Based on this scheme, the formal submission of tests to draw some conclusions about ways to store information in a knowledge assessment systems.
Membership functions can be implemented as a table with two fields, the first of which — the identifier , and the second — the identifier T k. The partition table contains information about a variety of tests , a table of test items and table relationships (affiliation) of tests to specific tests, we gain the ability to arbitrarily change the size of the test (number of members of his test items), as well as not increasing significantly the size of the base to use one test task in different tests.

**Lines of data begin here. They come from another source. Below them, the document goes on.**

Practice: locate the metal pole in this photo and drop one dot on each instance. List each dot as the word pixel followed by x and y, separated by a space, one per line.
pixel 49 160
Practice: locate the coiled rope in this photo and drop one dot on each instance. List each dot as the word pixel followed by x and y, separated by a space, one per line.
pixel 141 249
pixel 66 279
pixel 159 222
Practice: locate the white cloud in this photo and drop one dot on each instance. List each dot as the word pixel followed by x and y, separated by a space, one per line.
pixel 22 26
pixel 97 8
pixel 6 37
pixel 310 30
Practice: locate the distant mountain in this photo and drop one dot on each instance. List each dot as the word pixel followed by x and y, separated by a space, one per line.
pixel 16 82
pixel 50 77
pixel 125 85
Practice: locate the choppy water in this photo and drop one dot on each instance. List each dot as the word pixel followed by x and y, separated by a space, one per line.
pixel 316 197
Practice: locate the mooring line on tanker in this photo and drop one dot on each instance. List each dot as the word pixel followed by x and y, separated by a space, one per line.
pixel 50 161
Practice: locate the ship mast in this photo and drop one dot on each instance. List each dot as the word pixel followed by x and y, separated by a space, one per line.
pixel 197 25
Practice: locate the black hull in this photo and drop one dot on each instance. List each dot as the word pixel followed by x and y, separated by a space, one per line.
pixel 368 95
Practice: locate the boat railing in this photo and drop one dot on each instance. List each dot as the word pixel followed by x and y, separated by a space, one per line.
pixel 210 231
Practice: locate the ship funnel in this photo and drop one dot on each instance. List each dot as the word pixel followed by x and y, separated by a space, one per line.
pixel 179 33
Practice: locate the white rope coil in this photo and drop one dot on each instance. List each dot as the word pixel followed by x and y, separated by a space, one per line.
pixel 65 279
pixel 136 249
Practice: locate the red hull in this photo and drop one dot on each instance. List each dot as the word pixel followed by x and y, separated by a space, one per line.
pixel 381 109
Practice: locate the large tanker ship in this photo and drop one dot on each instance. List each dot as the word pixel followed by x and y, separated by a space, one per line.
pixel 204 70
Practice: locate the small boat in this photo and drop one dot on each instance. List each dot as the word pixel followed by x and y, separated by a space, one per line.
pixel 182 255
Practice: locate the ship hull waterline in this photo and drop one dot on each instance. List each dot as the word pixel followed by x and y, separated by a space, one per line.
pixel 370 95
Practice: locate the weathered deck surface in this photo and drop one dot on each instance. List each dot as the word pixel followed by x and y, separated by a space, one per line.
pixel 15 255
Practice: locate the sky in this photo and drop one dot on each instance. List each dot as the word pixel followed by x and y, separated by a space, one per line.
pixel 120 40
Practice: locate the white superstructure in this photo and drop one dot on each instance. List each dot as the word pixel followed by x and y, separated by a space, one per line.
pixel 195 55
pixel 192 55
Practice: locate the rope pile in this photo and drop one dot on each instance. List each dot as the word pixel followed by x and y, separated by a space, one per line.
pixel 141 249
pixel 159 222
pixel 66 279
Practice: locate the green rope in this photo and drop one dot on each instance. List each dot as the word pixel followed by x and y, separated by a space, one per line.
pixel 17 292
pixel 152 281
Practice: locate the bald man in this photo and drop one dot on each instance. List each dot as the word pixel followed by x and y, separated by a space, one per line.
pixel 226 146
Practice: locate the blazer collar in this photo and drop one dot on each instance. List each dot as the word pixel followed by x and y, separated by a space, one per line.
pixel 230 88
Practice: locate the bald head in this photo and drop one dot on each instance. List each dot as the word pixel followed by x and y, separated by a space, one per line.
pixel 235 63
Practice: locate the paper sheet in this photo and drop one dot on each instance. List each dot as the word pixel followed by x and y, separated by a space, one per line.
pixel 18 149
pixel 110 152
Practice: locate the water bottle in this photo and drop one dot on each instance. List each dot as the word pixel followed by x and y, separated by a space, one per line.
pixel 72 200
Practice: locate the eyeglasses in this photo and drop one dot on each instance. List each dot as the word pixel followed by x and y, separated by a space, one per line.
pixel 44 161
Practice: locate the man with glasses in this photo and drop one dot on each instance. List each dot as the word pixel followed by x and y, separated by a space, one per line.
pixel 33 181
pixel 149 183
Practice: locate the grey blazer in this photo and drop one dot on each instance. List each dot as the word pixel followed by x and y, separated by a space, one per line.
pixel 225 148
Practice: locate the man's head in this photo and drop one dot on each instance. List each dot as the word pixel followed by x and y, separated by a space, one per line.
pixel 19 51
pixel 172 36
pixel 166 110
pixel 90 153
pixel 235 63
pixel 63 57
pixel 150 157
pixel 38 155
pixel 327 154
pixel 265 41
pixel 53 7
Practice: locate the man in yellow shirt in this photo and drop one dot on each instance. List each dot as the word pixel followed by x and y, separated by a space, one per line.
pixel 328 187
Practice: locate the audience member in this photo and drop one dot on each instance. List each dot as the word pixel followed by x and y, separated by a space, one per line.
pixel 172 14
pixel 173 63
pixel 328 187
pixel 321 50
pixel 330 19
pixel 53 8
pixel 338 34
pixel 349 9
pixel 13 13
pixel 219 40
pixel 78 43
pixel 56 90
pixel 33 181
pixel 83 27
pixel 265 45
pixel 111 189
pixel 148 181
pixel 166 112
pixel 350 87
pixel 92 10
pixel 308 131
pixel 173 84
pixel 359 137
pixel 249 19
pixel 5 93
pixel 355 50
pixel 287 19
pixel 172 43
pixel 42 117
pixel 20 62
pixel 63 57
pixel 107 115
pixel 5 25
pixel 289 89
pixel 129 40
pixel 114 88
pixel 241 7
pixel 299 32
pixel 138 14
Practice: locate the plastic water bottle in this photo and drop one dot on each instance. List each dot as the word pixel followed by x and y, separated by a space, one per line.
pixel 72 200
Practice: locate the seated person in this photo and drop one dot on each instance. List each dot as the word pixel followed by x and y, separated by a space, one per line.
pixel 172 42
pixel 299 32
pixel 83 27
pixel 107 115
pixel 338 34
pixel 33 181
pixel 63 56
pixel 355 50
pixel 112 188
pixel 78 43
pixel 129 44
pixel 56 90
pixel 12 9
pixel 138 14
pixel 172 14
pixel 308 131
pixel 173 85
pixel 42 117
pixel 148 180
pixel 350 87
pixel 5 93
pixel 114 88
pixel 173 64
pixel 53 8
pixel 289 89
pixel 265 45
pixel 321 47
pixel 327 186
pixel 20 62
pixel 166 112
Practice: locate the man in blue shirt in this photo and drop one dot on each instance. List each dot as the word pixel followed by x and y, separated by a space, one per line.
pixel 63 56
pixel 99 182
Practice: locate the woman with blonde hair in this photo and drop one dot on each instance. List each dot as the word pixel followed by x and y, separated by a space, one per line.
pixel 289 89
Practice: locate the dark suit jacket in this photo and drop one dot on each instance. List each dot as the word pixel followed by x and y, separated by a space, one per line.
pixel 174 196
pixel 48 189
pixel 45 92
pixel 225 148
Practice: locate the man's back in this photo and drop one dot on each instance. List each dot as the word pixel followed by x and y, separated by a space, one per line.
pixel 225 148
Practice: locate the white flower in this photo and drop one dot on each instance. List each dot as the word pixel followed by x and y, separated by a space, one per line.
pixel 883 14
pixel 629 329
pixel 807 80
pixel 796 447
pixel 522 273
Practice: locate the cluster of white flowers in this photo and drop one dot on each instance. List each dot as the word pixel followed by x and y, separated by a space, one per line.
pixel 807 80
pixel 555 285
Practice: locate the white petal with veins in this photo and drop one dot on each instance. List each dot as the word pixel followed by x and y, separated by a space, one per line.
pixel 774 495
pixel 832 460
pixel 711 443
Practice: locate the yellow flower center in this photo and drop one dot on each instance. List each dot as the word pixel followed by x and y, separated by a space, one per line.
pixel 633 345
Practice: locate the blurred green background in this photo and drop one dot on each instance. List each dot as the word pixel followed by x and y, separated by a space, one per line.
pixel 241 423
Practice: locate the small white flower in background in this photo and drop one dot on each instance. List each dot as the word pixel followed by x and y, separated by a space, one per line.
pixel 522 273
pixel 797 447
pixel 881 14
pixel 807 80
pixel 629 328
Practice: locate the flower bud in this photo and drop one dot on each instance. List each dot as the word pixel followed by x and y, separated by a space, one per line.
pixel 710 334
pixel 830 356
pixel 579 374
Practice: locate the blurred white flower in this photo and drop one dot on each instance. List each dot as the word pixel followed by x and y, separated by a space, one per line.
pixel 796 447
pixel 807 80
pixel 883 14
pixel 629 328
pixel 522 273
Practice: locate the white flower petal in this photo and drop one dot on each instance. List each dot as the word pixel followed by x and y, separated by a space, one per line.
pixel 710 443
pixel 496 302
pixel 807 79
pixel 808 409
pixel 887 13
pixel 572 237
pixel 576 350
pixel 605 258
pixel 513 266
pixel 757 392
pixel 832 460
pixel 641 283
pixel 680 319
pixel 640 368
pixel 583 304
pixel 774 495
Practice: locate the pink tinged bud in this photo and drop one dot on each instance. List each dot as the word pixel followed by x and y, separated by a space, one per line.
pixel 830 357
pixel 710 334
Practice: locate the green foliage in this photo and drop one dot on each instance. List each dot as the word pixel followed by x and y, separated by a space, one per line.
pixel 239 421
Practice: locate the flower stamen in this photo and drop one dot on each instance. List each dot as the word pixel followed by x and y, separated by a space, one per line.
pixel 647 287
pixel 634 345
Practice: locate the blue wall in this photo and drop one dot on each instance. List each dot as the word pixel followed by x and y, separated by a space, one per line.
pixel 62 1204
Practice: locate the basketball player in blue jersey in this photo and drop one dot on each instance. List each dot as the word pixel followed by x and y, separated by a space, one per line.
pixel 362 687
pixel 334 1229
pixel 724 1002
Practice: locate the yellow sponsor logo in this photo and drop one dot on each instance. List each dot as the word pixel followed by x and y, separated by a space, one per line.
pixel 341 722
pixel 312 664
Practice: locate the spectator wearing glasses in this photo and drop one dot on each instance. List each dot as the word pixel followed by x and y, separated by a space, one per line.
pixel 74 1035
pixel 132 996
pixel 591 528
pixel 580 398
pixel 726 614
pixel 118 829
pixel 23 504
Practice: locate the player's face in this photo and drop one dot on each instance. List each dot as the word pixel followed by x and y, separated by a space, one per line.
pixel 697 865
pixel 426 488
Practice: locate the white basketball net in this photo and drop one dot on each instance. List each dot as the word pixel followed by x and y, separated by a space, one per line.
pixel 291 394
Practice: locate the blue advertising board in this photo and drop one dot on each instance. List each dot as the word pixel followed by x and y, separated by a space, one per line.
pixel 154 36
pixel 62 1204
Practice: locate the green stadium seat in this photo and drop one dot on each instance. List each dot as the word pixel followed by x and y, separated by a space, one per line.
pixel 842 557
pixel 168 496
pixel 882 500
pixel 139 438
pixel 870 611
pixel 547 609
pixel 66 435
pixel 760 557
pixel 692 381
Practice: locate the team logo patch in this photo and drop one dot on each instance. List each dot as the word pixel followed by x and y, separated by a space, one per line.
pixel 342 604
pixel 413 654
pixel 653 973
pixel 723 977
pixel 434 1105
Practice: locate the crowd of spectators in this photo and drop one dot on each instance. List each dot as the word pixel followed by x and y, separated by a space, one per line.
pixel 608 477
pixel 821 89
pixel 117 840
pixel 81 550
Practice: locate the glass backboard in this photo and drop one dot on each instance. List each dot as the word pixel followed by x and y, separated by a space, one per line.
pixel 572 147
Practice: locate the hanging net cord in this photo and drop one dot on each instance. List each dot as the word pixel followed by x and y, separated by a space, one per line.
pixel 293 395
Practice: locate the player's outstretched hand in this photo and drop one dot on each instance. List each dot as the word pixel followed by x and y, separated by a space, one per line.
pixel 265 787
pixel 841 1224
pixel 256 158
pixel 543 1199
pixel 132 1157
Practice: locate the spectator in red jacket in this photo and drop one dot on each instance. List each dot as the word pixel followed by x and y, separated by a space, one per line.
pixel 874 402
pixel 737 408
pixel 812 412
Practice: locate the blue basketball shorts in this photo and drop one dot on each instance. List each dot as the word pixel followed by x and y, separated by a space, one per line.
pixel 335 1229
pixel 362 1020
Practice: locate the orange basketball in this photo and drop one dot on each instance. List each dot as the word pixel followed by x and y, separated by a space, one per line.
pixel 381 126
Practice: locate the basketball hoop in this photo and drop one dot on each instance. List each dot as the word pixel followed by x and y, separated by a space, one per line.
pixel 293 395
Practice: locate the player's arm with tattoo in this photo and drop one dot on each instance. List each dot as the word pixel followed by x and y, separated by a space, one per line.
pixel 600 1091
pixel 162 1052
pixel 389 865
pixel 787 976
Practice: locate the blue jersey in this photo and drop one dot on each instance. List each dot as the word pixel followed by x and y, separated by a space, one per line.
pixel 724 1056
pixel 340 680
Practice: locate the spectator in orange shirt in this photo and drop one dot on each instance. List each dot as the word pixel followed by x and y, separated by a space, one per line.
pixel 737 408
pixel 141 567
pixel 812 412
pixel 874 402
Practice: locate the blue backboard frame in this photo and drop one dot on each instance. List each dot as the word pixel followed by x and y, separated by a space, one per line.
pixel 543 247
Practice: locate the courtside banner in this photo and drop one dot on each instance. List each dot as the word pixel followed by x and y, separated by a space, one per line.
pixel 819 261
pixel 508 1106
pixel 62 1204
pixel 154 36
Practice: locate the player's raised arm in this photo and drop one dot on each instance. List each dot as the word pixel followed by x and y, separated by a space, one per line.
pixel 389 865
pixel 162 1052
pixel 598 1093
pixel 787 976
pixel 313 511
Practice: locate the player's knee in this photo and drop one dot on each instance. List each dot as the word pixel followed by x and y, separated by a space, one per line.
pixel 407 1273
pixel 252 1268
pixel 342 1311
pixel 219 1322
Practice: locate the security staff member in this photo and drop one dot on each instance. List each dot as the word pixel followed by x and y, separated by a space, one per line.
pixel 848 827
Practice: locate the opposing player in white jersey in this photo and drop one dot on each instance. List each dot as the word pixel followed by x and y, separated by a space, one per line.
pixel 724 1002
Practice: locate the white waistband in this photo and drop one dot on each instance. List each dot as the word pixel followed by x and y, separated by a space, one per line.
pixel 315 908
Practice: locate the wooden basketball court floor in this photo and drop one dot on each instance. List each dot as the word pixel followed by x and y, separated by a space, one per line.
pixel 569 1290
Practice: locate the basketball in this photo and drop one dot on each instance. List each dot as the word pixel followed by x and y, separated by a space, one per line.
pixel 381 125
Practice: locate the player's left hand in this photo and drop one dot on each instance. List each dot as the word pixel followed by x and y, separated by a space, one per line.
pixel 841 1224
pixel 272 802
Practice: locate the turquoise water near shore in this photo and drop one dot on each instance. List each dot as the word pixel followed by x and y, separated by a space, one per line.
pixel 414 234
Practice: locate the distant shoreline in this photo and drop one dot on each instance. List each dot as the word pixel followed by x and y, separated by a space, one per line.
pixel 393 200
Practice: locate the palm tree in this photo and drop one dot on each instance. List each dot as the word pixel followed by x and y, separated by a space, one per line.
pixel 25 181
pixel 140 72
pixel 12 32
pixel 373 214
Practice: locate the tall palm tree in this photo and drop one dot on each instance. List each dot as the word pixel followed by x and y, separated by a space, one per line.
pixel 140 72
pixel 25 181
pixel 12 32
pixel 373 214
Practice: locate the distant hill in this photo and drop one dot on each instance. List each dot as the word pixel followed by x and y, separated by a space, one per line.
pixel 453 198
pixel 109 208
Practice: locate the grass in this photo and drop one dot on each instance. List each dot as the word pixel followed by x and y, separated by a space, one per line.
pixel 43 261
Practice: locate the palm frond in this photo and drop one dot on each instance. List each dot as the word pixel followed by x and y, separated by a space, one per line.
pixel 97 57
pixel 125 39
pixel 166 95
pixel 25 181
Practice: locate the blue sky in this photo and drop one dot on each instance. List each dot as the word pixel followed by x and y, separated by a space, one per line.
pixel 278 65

Let us more detail on tests of reliability analysis. The test is called reliable if it enables the same results for each test by repeated testing [2]. We can say that it is absolutely reliable test exists, moreover, repeated testing for one sample test irrationally. Therefore, we shall mean by reliability test of its ability to show similar results to close at the level of the test samples. The most common methods for determining the reliability of — correlating the two «parallel» tests, designed to measure the same properties [1], or correlating the results of testing using a single test on a sample of subjects close.
Here is an example of calculating the Pearson correlation coefficient for the two «parallel» tests for a sample of subjects {Xl}, , where h — the number of the test. and — two «parallel» test, - the value calculated according to the formula (1) or (3) on the test specific Xl(in this case ). Then the calculation of the correlation coefficient is as follows:
, (6)
Where,
, , .
As for calculating the number of indicators used by the history of the test, it is clear that the results must be stored. This gives us the opportunity at any time to provide information about the past to carry out testing and appeal.
This scheme provides a more flexible system implementation exhibiting total score of the test [5]. Let — scores that can get the test, selecting in response to the task Tk this option Ak,s response, that . Then it becomes possible to calculate the score obtained by selecting the answer Ak,i at task Tk, by the formula:
. (7)
However, this is not the only method for calculating the score that can be implemented within this model.
Fig. 1. Structure of the software of virtual control of knowledge
Conclusion
As part of this scheme is implemented fairly broad class of tests with closed-choice questions. The system is flexible enough that makes it universal. Calculation of numerical characteristics of the test, despite the seeming awkwardness and easily algorithmizationing.
System testing Virtual Testing System, is used as an Access database data warehouse was built on the basis of this model.
References:
- Антонов Ю. С. Хохлов А. М. Тестирование (теория и практика). Якутск, 2000.
- Kovalenko O. Evaluation of E-Learning. Deployment Scale OECD Publishing 2013.-pg134.
- Минин М. Г. Диагностика качества знаний и компьютерные технологии обучения. Томск: Изд-во ТГПУ, 2000.
- Hrabovskyi Yevhen. Diagnosis of the quality of knowledge and computer technology training. Journal of Communication and Computer.
- Malte Lenz, Johan Rhodin. Reliability theory of complex systems. SE-581 83 Linköping, Sweden 2011. –pg 118.